"There was one thing," said Ben, but stopped at a knocking on the office door, and after a nod from Uncle John opened it.
Daniel Shawn was very clean, fresh, brisk. He smiled at Ben, not with any smirk of conspiracy or other reminder of the night, but openly and amiably. "Good morning, Ben—but it's not the good morning, now that's no lie." He turned at once to Mr. Kenny. "Sir, don't be slow to tell me if I intrude. I heard, sir—the water front is talking of nothing else the day. I wished to say, if there be anything I might do, I owe you some service, Mr. Kenny, if only for your kindness and hospitality the other night, and you may call on me for anything it's in my power to do at all."

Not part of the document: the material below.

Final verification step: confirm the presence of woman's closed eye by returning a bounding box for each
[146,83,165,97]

"That's kind," said Mr. Kenny vaguely.
Mr. Derry got his legs loose at last, and moved to lean against the door, by that rambling action somehow making them all his prisoners of the moment. The room had been crowded before—Captain Jenks made any closed space seem so; now, with Daniel Shawn lean and large in his green coat, and Mr. Derry obscurely grown in stature, the little place was stifling as a shut box. "Who are you, sir?"
"Daniel Shawn, seaman. And you?"
"I am Malachi Derry, and Constable. Your name was mentioned but now, Mr. Shawn. I understand you dined yesterday evening with Mr. Cory here, at the Lion Tavern on Ship Street?"
"Oh, I did that," said Mr. Shawn lightly. "And later, Mr. Kenny, I feared maybe I had presumed, but sir, the boy and I were both at a loose end, you might say, and most pleasant conversation we had, and no harm in it, I hope?"
"Oh, none," said John Kenny, groping at something in his mind. "I wish Ben might have let me know, but that's unreasonable of me, for I don't know how he could, seeing I left early for Roxbury. Ben, you had something more to tell?"
"Yes, and I'm glad Mr. Shawn is here, for he'll remember it too. There was a man seated at the back of the tavern when Mr. Shawn and I went in, a total stranger, a one-eyed man I'd know again if I saw him, no matter how far away, and—oh, it can't be important, only a feeling I had——"
"Now I will judge of that," said Malachi Derry, and came alive, leaning away from the door with the sudden monstrous tension of a cat who has just sighted a wriggle in the grass. "A one-eyed man?"